Given what is already widely known about the state of the NHS, I didn’t think much could shock me in the Department of Health and Social Care.
I walked through the doors of the department knowing the health service is going through the biggest crisis in its history.
Patients are finding it harder than ever to get a GP appointment, an operation, even an ambulance when they need one. NHS dentistry no longer exists in large parts of our country, and half a million people in need of social care aren’t getting any support at all.
Yet what I found on my desk in my first week left me genuinely stunned.
There are NHS hospitals which haven’t been inspected for a decade. One in every five health or social care providers have never received a rating.
Some of the inspectors examining care homes were overheard saying they’ve never met anyone with dementia before. Hospitals are receiving ratings based on inspections of just one corner of the building, rather than a proper look at all departments.
Enormous trust is placed in the NHS and social care services. They are tasked with looking after us at our most vulnerable. That trust is partly based on experience – many of us owe a huge debt to the care of the staff working in the health service. As a kidney cancer survivor, I owe them my life.
But the trust is also based on the confidence that the right checks and balances are in place. This report published today shows the regulator is not fit for purpose.
This comes back to a political leadership that oversaw a conspiracy of silence about the true state of the NHS. The Conservatives didn’t think patients would like the answers, so they stopped asking the questions. Fewer than half the number of inspections were carried out last year than in 2019/20.
The denialism of the previous government seeped into too much of the health service. This government will be different. Our policy is radical candour.
On the day I was appointed Health Secretary, I announced that the NHS is broken. I wanted to send a message to everyone working in the NHS that things have changed. They won’t just get spin and scapegoats from their government any more. We will be honest about the failures of the health service, and serious about tackling them.
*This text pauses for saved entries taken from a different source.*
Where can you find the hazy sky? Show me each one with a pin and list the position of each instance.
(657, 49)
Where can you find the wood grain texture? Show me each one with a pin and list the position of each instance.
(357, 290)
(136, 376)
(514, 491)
Sunlight is the best disinfectant. If patients are being left unattended, unsafely on trolleys in corridors for hours because there aren’t enough beds available, I want to know about it. If they’re being treated in unhygienic conditions, I want to know about it. It will take time to turn the NHS around, but we will only write the correct prescription if we get the right diagnosis.
In the two and a half years since I was made Shadow Health Secretary, I’ve been inundated with frontline nurses telling me the Care Quality Commission isn’t doing its job properly. They aren’t inspected enough. And the inspectors don’t talk to them about what’s going wrong. Frontline staff don’t want problems swept under the carpet, they want them acknowledged and solved.
This isn’t just about patient safety. I want to reform the NHS so patients have much greater control over their own healthcare. Patients must be able to see whether they are getting the standard of care we expect of the NHS, and be able to trust the ratings for the hospital or GP they’re looking at.
I want to thank Penny Dash for bringing her important report to my urgent attention, and the brave people inside the CQC who gave Penny the ammunition she needed to come forward with the unvarnished truth.
I know patients will be concerned with some of the findings. My promise to them is that it will be the mission of Keir Starmer’s government to turn the NHS around, so it is once again there for them when they need it.